Constance Fay was born in Fargo, ND in 1983, the daughter of Jack Fay—a cowboy turned businessman—and Dr. Carolyn Gillespie Fay—a theater professor turned communications professor. The family moved from North Dakota to New Jersey, and finally to Arizona—which means that Constance spent her formative years picking up a truly dreadful combination of accents. Between a mother with a background in Shakespeare and a father who told her gender swapped versions of Edgar Rice Burroughs tales at bedtime, she developed a love of romantic and adventurous stories early on. In high school, she excelled in academics, was adequate at cross country, and was spectacularly bad at soccer. She began writing—a literal work in progress.
Constance went to college at the University of Arizona--starting her time in academia by tumbling down a flight of stairs directly into a lecture hall. Uninjured, she went on to earn a bachelor’s degree from the College of Optical Sciences and Engineering—meaning she liked playing with lasers and hoped that a future might come of it. She spent the next assortment of years working at a selection of medical device companies (sadly, no lasers) in Jacksonville, FL, the San Francisco Bay Area, Tampa, FL, and SoCal. During that time, she also completed her MBA. In 2020 she moved to Denver, Colorado, where she currently resides.
She’s fenced with sabers, thrown knives, flown hawks, sailed competitively, climbed 14ers, fallen down smaller mountains, had a cholla cactus lodged in her ankle, been the concertmaster of an orchestra, and visited twelve countries. The best part about being a writer is that any preposterous activity that springs to mind may be considered research. If not, it comes in handy on trivia nights.
Through the years since school, she continued to write. In 2018, she joined the Writing Excuses Retreat.
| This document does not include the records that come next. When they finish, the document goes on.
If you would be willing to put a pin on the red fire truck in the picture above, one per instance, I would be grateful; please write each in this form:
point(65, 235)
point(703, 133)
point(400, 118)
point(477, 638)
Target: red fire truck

Several years later, she attended her first Futurescapes workshop. Spending time learning about the craft with others helped her to level up her skills until her first story (a flash fiction piece about a geriatric werewolf who stalks the halls of her assisted living facility) was sold in 2020. Her short fiction can be found in the Magazine of Fantasy and Science Fiction, Catscast podcast, and other publications. She found an agent (Caitlin Blasdell of Liza Dawson Associates) and a publisher (Tor/Bramble) for her first novel.
Constance believes firmly that female romantic protagonists (like actual human people) should be funny, reckless, competent, damaged, and compassionate. Above all else, she believes they should be confident. Constance writes characters who look at insurmountable odds, say “how hard can it be?” and then roll up their sleeves and get to work. She writes love interests who admire them for that same trait and who have every bit as much determination and heroism (and also muscles).
No damsels. Lots of distress.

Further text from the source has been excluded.